Farmers and the USDA are not sure how to handle composts that might have chemicals in them – normally negating the organic qualifications they normally adhere to. It turns out, grass clippings and other materials – treated in some pest- or herbicide – might leach those chemicals into the compost which doesn’t always breakdown during the composting process.

“Pesticide-laced compost has presented a quandary for the USDA’s National Organic Program ever since California regulators traced residues of dichlorophenyl-dichloroethylene, a breakdown product of DDT, and bifenthrin, an ant killer, to compost in pots of organic wheatgrass in Northern California grocery stores (the levels were not high enough to make anyone sick). DDT was banned for most uses in the early ’70s and bifenthrin is classified as a possible human carcinogen and is highly toxic to fish. The NOP initially proposed setting a strict upper limit for bifenthrin levels in compost but abandoned the idea when wider tests revealed that many brands of commercial compost wouldn’t pass. Regulators ultimately decided to allow any level of contamination in compost so long as “residual pesticide levels do not contribute to the contamination of crops, soil, or water.””

So in other words, even organic foods might still have some small amount of cancerous chemicals in them thanks to the compost used as fertilizer. Testing laws vary by state. California seems to have the most stringent testing laws while Texas (surprise, surprise) says no testing is needed at all.
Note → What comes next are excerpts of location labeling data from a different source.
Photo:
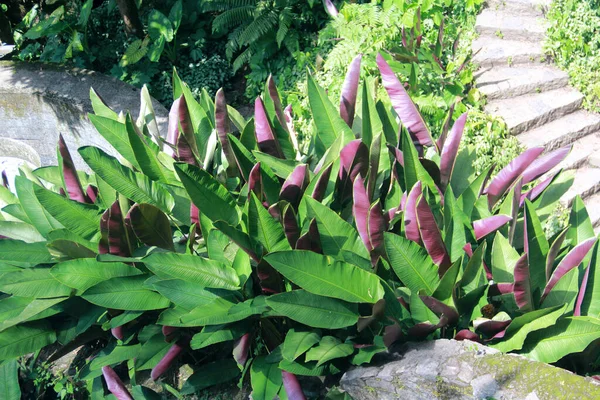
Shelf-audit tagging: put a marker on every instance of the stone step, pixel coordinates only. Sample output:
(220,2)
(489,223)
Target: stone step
(506,82)
(592,204)
(494,52)
(536,8)
(585,184)
(581,153)
(511,26)
(562,131)
(530,111)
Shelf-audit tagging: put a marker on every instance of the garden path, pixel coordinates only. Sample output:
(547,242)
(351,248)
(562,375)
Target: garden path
(533,95)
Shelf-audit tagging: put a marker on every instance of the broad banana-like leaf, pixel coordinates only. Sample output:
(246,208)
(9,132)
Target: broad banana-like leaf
(317,274)
(71,179)
(450,150)
(484,227)
(349,91)
(544,164)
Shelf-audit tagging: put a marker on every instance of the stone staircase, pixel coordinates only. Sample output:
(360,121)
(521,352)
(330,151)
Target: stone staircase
(533,95)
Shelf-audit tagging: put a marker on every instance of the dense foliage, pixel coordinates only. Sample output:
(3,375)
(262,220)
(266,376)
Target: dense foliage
(228,248)
(574,43)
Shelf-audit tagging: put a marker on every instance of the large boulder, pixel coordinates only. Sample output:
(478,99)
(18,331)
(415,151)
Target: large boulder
(38,102)
(447,369)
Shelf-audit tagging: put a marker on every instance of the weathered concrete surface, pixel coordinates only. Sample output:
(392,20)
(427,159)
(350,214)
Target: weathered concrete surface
(37,102)
(447,369)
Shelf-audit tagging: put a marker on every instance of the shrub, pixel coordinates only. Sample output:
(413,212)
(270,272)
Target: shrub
(233,251)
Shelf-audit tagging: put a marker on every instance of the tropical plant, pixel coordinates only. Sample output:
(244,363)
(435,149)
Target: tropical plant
(226,247)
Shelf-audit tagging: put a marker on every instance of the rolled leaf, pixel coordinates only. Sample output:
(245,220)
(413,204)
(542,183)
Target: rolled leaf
(331,10)
(522,285)
(450,150)
(349,90)
(571,260)
(241,348)
(354,161)
(292,387)
(112,228)
(432,239)
(484,227)
(311,239)
(72,183)
(404,106)
(466,334)
(223,126)
(294,186)
(267,142)
(509,174)
(320,187)
(165,363)
(544,164)
(114,384)
(410,214)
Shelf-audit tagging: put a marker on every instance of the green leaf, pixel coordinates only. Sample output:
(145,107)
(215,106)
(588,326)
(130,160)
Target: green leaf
(329,348)
(9,380)
(82,274)
(34,282)
(335,233)
(159,25)
(118,354)
(146,157)
(565,291)
(115,133)
(26,338)
(538,250)
(211,374)
(264,228)
(580,225)
(521,326)
(201,271)
(14,310)
(504,259)
(43,221)
(18,251)
(413,169)
(281,168)
(211,198)
(326,117)
(187,294)
(81,219)
(568,335)
(313,310)
(152,352)
(316,274)
(125,293)
(265,379)
(134,186)
(298,342)
(411,263)
(151,226)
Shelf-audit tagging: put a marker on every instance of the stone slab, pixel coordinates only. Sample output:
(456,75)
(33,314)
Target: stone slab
(447,369)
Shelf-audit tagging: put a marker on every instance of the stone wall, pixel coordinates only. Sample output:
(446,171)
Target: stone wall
(37,102)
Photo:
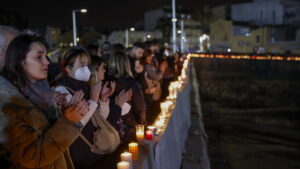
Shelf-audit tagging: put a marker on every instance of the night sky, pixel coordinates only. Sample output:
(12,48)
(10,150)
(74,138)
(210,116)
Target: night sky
(105,14)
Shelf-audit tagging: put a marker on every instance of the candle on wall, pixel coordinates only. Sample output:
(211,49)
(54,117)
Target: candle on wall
(151,128)
(164,108)
(133,147)
(159,124)
(126,156)
(123,165)
(149,134)
(139,131)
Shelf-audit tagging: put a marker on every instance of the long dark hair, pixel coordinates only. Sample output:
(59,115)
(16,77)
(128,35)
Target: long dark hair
(15,54)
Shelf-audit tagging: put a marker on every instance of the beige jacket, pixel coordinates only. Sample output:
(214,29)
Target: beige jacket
(31,141)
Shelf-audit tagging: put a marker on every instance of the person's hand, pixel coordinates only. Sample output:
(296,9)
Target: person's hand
(77,108)
(121,98)
(107,90)
(95,91)
(60,98)
(163,66)
(139,68)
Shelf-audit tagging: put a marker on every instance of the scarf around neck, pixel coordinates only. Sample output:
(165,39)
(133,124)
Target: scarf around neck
(41,95)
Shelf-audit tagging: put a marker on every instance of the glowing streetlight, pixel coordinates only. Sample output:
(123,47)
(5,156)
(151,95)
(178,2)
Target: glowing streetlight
(132,29)
(74,23)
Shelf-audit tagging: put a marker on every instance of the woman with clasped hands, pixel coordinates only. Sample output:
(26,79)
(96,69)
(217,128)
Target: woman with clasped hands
(38,135)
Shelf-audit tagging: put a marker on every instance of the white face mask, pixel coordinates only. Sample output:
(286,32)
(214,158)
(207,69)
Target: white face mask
(83,74)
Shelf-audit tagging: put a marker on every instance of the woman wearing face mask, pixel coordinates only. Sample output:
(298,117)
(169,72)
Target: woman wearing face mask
(117,106)
(38,136)
(76,76)
(120,71)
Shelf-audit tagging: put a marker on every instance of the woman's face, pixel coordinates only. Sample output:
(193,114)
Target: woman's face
(36,63)
(79,63)
(149,59)
(101,71)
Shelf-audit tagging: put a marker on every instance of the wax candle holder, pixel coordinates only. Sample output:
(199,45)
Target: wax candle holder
(149,134)
(139,131)
(123,165)
(127,156)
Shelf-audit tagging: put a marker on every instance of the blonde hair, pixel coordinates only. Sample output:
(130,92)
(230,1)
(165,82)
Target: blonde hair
(95,65)
(119,66)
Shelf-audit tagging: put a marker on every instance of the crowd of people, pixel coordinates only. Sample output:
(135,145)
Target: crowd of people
(77,108)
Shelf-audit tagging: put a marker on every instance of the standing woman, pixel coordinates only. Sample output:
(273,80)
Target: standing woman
(38,136)
(76,75)
(120,71)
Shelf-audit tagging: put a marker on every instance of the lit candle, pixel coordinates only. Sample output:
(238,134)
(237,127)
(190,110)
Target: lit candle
(139,131)
(164,108)
(159,124)
(133,147)
(149,134)
(123,165)
(139,135)
(151,128)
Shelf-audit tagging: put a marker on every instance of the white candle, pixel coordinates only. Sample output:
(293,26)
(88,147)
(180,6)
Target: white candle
(123,165)
(126,156)
(159,124)
(139,131)
(139,135)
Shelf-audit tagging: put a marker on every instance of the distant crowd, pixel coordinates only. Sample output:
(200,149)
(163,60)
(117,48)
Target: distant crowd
(77,107)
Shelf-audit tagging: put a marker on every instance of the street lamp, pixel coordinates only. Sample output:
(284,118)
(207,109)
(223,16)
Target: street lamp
(132,29)
(174,20)
(74,23)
Of course, the issue could be overblown and not important in the greater scheme of things as most chemicals are broken down during the composting process, according to the compost makers quoted in MJ.

It’s not going to stop me from buying organic at all. In fact, it’s going to only reenforce the idea that organic is the way to go… because if we’re so worried about trace amounts of these things in our organic food, we should exponentially concerned about the chemicals that make it into conventional and processed foods.